A movimentação da segunda safra de milho também contribuiu para pressionar os preços. Com a colheita entrando na reta final, aumenta a necessidade de transporte da produção das regiões produtoras para unidades de armazenagem, processamento e outros destinos comerciais.
O movimento ocorre em um momento de preços firmes para o milho em boa parte das regiões produtoras.
De acordo com o Cepea (Centro de Estudos Avançados em Economia Aplicada), enquanto a colheita da segunda safra avança para a conclusão, a semeadura da safra de verão 2026/27 já começou no Sul do país. A sobreposição dessas atividades mantém a demanda logística vinculada ao setor agrícola.
A combinação entre maior necessidade de transporte e exigências regulatórias cria pressão adicional sobre as tarifas.
Para setembro, a expectativa apontada pela análise é de manutenção do viés de alta, com atenção especialmente voltada ao comportamento das cotações do milho e às condições climáticas. “O mercado deve seguir atento ao comportamento das cotações do milho e às condições climáticas, fatores que podem manter os custos do transporte de cargas em patamares elevados', afirma Fernandes.
O comportamento do frete, contudo, não foi homogêneo entre os segmentos da economia.
Enquanto o agronegócio ampliou a demanda logística durante o período de colheita e escoamento do milho, indústria e construção civil mantiveram ritmo mais fraco de movimentação em agosto.
Os dois setores permaneceram em compasso de espera, reduzindo a pressão sobre a demanda geral por transporte rodoviário.

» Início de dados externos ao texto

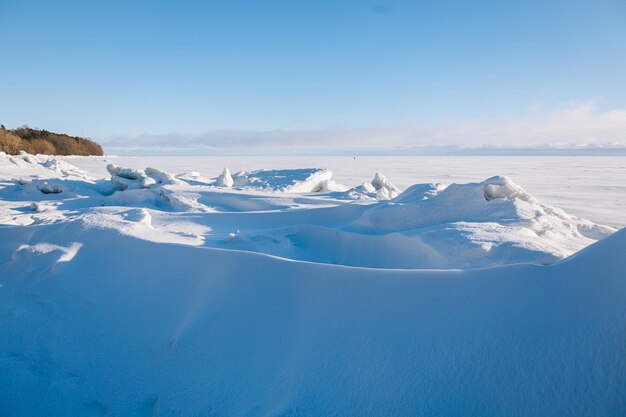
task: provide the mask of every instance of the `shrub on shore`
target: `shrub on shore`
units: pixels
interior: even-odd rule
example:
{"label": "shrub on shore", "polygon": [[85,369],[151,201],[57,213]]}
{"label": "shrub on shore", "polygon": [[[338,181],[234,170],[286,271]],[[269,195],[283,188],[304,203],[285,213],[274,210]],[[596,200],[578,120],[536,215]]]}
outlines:
{"label": "shrub on shore", "polygon": [[96,142],[24,126],[13,130],[0,128],[0,151],[16,155],[20,151],[46,155],[103,155]]}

Essa diferença entre os segmentos ajuda a explicar a composição do resultado mensal: a atividade agrícola exerceu pressão de alta sobre a demanda por caminhões, enquanto indústria e construção apresentaram menor movimentação.
O resultado de agosto mostra uma mudança importante na relação entre combustível e preço do frete. Mesmo com o diesel comum a R$ 6,70 por litro e o S-10 a R$ 7,05, ambos abaixo dos valores registrados no mês anterior, o preço médio do transporte aumentou.
A alta de 1,04% levou o frete médio a R$ 8,72 por quilômetro rodado.
Para Fernandes, o comportamento observado no mês foi determinado pela combinação entre a regulamentação e a sazonalidade do agronegócio. “O movimento foi influenciado, principalmente, pelo novo marco regulatório, que reforçou a fiscalização do cumprimento do piso mínimo pela ANTT e os mecanismos de controle das operações, além das demandas sazonais do agronegócio', afirma.
A evolução dos preços do milho e o comportamento do clima também entram no radar para os próximos meses, especialmente diante das incertezas relacionadas aos possíveis efeitos do fenômeno El Niño sobre a safra 2026/27.
O IFR é calculado a partir dos dados das transações de frete e vale-pedágio administradas pela Edenred Mobilidade. A base reúne 8 milhões de transações anuais e é utilizada para acompanhar o comportamento do preço médio do transporte rodoviário de cargas.